Byron Energy Limited (Byron) (BYE) is very pleased to announce it has executed a nonbinding
Letter of Intent (LOI) with the South Marsh Island Block 69 (SM69) leasehold interest owners for the drilling
of a SM69 E2 well off the recently acquired E Platform (see Attachment 1). The SM69 E2 wellbore will be drilled to a
measured depth of approximately 8,750 feet (8,120 feet true vertical depth) and will target total mapped gross
Prospective Resources* of approximately 2.0 million barrels of oil (Mmbo) + 2.3 billion cubic feet of gas (“Bcfg”),
which equates to 1.6 Mmbo + 1.8 Bcfg NET to Byron at 100% working interest (at 80.33% NRI), in 6 stacked amplitude supported sands in fault block “B” on SM69. This fault block is interpreted to be an up-dip pool potentially fault separated from analogous production in the immediately adjacent fault block “A” on SM58. Fault block A has to date produced a combined gross total of approximately 3.4 Mmbo + 4.3 Bcfg from multiple wellbores completed in zones equivalent to these 6 target sands. The primary target of the E2 well, the B65 (K4) Sand, has to date produced approximately 13 Mmbo in the SM73 Field (see Attachment 2). Byron and the SM69 leaseholders are working to finalize documentation of a formal Joint Exploration Agreement relating to the E2 well and the north-east 1/4 of the north-east1/4 of SM69 lease block and related Production Handling Agreement in the next 45 days.
The drilling of a SM69 E2 well under a Joint Exploration Agreement would build on the recent SM69 E Platform
acquisition by Byron and if successful adds to the E Platform area asset value. Byron previously announced on February 14, 2019 that it had closed on the acquisition of SM58 and associated SM69 E area assets for a sum of US$4.25million with an effective date of January 1, 2019; Byron further outlined future drilling opportunities and prospective resource potential on the SM58 lease block in their announcement of March 18, 2019. The SM69 E2 opportunity provides a near term, low risk drilling location in addition to those prospective resource opportunities previously identified on SM58 and is expected to be drilled by Byron in August 2019. The drilling of the E2 well off the existing E Platform provides a short timeline to first production (2-4 months) in a success case. Byron is currently finalising contract negotiations with rig contractor for the planned drilling of multiple wells within the SM73 Field area with a preliminary activity timeline outlined in Attachment 3.

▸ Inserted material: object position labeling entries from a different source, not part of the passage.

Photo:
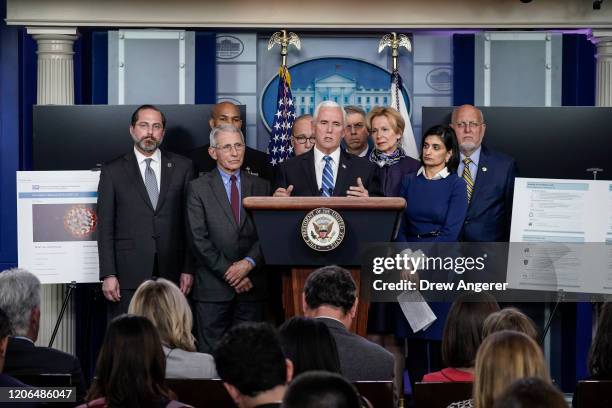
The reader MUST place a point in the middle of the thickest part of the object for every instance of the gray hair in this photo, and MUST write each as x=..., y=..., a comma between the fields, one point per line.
x=19, y=295
x=328, y=104
x=223, y=128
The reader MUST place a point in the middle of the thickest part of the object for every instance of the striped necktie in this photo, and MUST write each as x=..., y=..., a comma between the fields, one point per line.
x=467, y=176
x=327, y=181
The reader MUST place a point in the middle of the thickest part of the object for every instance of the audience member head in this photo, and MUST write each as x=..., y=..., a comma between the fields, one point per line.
x=163, y=303
x=309, y=344
x=531, y=392
x=252, y=365
x=131, y=366
x=302, y=135
x=355, y=129
x=321, y=389
x=468, y=123
x=225, y=113
x=600, y=355
x=509, y=318
x=502, y=358
x=463, y=328
x=20, y=300
x=439, y=148
x=331, y=292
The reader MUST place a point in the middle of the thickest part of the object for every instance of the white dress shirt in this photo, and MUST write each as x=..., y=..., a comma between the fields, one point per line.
x=320, y=164
x=155, y=165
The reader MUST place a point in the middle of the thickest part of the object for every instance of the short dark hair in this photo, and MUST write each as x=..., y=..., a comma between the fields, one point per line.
x=309, y=345
x=600, y=354
x=321, y=389
x=330, y=285
x=530, y=392
x=5, y=325
x=463, y=328
x=449, y=138
x=152, y=107
x=249, y=357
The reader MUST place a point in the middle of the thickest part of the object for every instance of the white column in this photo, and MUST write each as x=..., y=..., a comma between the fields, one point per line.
x=55, y=86
x=603, y=82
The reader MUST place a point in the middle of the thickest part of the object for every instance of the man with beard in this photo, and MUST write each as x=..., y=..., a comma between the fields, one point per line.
x=141, y=226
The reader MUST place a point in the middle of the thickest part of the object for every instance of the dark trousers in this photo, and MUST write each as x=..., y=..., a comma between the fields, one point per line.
x=215, y=318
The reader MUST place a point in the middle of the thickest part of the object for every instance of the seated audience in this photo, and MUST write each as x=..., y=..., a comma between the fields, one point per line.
x=502, y=358
x=20, y=300
x=462, y=336
x=130, y=368
x=320, y=389
x=309, y=345
x=509, y=318
x=600, y=354
x=252, y=365
x=330, y=294
x=162, y=302
x=531, y=393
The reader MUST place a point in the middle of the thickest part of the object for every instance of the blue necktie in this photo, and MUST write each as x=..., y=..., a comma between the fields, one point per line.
x=327, y=181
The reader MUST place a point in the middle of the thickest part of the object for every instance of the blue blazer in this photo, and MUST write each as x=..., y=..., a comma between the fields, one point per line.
x=490, y=209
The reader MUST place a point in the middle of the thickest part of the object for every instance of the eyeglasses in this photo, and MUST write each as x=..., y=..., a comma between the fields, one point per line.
x=469, y=124
x=228, y=148
x=304, y=139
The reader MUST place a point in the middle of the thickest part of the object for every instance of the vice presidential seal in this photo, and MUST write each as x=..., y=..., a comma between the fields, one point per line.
x=323, y=229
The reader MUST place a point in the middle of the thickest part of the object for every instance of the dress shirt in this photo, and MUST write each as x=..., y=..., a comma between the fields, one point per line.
x=155, y=165
x=320, y=164
x=473, y=165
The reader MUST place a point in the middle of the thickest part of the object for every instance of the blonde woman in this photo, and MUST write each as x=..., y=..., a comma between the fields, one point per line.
x=163, y=303
x=503, y=357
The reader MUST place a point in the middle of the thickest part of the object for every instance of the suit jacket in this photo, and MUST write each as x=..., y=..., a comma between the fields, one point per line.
x=360, y=359
x=490, y=209
x=131, y=232
x=300, y=172
x=25, y=358
x=217, y=241
x=255, y=162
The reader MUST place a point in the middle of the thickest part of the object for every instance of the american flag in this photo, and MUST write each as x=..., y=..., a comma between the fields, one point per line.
x=279, y=147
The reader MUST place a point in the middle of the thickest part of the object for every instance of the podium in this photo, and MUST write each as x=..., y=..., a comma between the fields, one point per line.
x=280, y=223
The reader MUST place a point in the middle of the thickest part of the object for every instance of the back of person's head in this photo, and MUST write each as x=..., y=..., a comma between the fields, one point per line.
x=330, y=286
x=509, y=318
x=600, y=355
x=309, y=345
x=321, y=389
x=502, y=358
x=250, y=358
x=162, y=302
x=19, y=297
x=463, y=328
x=531, y=392
x=131, y=365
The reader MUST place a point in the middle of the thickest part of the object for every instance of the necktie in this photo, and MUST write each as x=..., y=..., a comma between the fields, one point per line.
x=467, y=176
x=327, y=181
x=151, y=184
x=235, y=199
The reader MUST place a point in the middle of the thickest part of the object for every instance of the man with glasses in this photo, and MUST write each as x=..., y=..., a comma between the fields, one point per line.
x=356, y=136
x=302, y=138
x=230, y=284
x=327, y=170
x=141, y=199
x=489, y=176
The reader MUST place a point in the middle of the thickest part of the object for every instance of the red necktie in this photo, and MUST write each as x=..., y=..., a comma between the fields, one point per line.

As part of the recently announced SM58 transaction, Byron now holds a 53% WI (44.165% NRI) in the SM69 E Platform, the SM58 E1 wellbore, and the SM69 E to SM69 B flowlines located on adjacent SM69; all part of the greater SM73 Field (Attachment 1). Under the LOI Byron has the right to earn 100% WI (83.33% NRI) in the E2 and related reservoirs in the NE1/4NE1/4 SM69 less , and subject to, a 3% NRI Overriding Royalty Interest (ORRI) Before Project Payout (“BPPO”) , retained by the SM69 Leasehold interest owners, which is then convertible at their election upon Project Payout to either a 6% ORRI or a 30% WI After Project Payout (APPO) (i.e., the recovery by Byron of all E2 Project Costs, including but not limited to the E2 drilling, completion, construction, pipeline & facility modification, all leasehold burdens, and Lease Operating Costs attributable to the E2, until E2 Project Payout achieved). Byron shall operate the drilling and development of the E2 well with anticipated production operations provided by the SM69 operator, ANKOR E&P Holdings Corporation.
SM58 E1 Producing Asset:
Production from the existing SM58 E1 wellbore flows from the SM69 E Platform to the SM69 B Platform where
separation and processing occurs. The SM69 E Platform is a recently constructed (2013) two slot structure with one
well slot utilized, one slot available for the E2, and offers expansion potential of an additional third slot. The SM58 E1
well is currently producing approximately 120 barrels of oil per day (“Bopd”) and 0.150 million cubic feet of gas per
day (“Mmcfd”), on a gross basis and 53 Bopd and 0.066 Mmcfd net to Byron.
Maynard Smith, Byron’s CEO had this to say regarding SM69:
“The securing of this SM69 letter agreement provides a basis for additional drilling off the SM69 E platform and
potential production growth in a success case. Byron is working with the SM69 operator and leaseholders to finalize
a Joint Exploration Agreement and Byron will look to advance drilling on the northern flank of the SM73 Field starting
with the E2 well in 3Q/2019 pending necessary permitting and rig availability. The SM69 E2 is one of several newly
recognized lower risk opportunities in the SM58/69 area identified on Byron’s proprietary 2019 RTM/VIP data set.